A Grant of Probate is a legal document that grants the executor of the will the permission to manage a deceased’s person estate, allowing them to collect assets, pay debts and distribute the remaining estate to beneficiaries according to the will’s instructions.

If someone dies without a will, a similar document called Letters of Administration can be applied for by the deceased’s next of kin. This allows this person to act as administrator of the estate.

 

You can find out if probate has been granted by looking on the Find a Will website. Once probate has been granted, this, together with the Will, will become a public document.

Yes, if you are concerned about the validity of a will, you can apply for a caveat to prevent probate being granted. You can do this via the Probate Registry for a small fee. A caveat has the effect of blocking the administration of the estate and will stay in place for six months.

A beneficiary would typically receive inheritance money within 6 to 12 months of the death, however it can take longer for complex situations including estates that require a property sale, include overseas assets, or if there is a dispute.

If you feel that an executor is refusing to pay you the money that you are due, you may have a range of legal options open to you.

If an executor has behaved in a way that is detrimental to the estate or is delaying distribution, you can make an application to the court for their removal. The court can remove an executor for many reasons, most commonly if there is a conflict of interest, hostility or a breakdown in relationship between executors and beneficiaries.

If the executor is a trustee of a trust within the Will, the court can also remove them alongside their removal as executor.

Executors are also able to voluntarily remove themselves by renouncing their right to act. They can do this by submitting a written renunciation to the probate registry. However, this can only be done if they haven’t already begun to act as an executor for the estate.

Inheritance disputes can be funded in multiple different ways. Funding options usually offered are private funding and a Conditional Fee Agreement (CFA).

Private funding requires you to fully fund any work carried out. Sometimes 'Pay at the End' options are vaialble. There are also fixed fees, and initial fee limits.

A CFA is a type of No Win No Fee agreement. This means that you will only pay your fees if your claim is successful. On top of your fees, you will also be liable a success fee. This fee is calculated based on the merits of your claim. CFA’s are most common for claims under the Inheritance (Provision for Family and Dependants) Act 1975.
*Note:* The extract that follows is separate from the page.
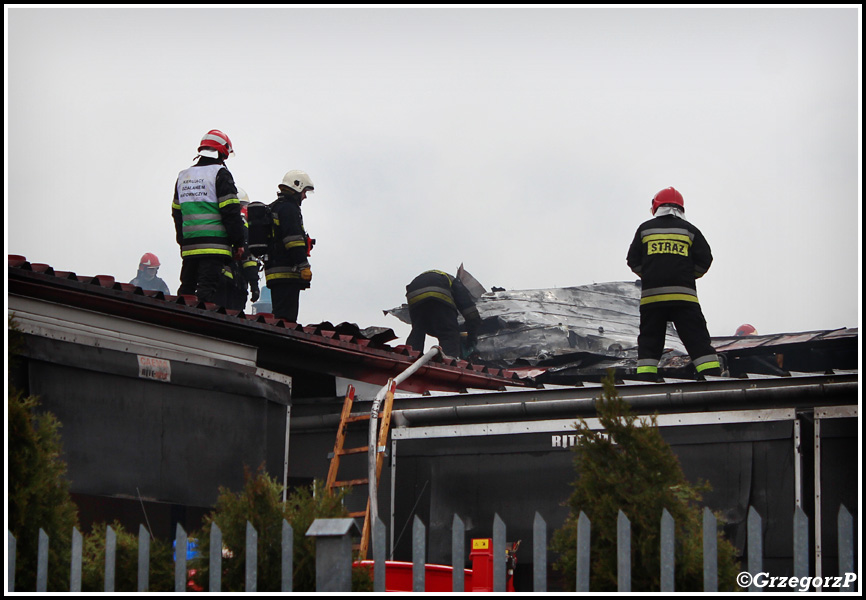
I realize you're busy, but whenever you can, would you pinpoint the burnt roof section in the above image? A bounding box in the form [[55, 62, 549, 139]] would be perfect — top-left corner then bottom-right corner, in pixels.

You may also be able to fund your dispute through Legal Expenses Insurance (LEI). This is sometimes offered as part of other insurance policies such as home and car insurance, as well as credit cards.

 

Yes, you can make a claim under the Inheritance (Provision for Family and Dependants) Act 1975 if you receive less than you expected or nothing at all. To make this type of claim you will need to demonstrate that no reasonable financial provision has been made for you. This will involve considering details of your current financial situation and future needs.

You may also be able to challenge a will you have been left out of if you believe it is legally invalid. The validity of a Will can be challenged if it does not comply with the formal requirements of section 9 of the Wills Act 1837, or on the grounds of lack of testamentary capacity, want of knowledge and approval, undue influence or fraud. In order to make this claim you would need to have benefitted from a previous will or under the intestacy rules.

You can only challenge someone’s will after they have died. This is because a will does not take effect until the testator has passed away. Wills are considered private documents, meaning that until probate is granted, you have no automatic right to see it unless you are the executor.

Court is usually considered a last resort in an a will dispute due to the costs and the risk associated with court proceedings. Most disputes can be settled between the parties before it reaches this stage, often by mediation. This involves both sides meeting with a mediator to negotiate and reach a  settlement. Mediation is preferred to court proceedings as it is faster, less stressful and a more cost-effective solution.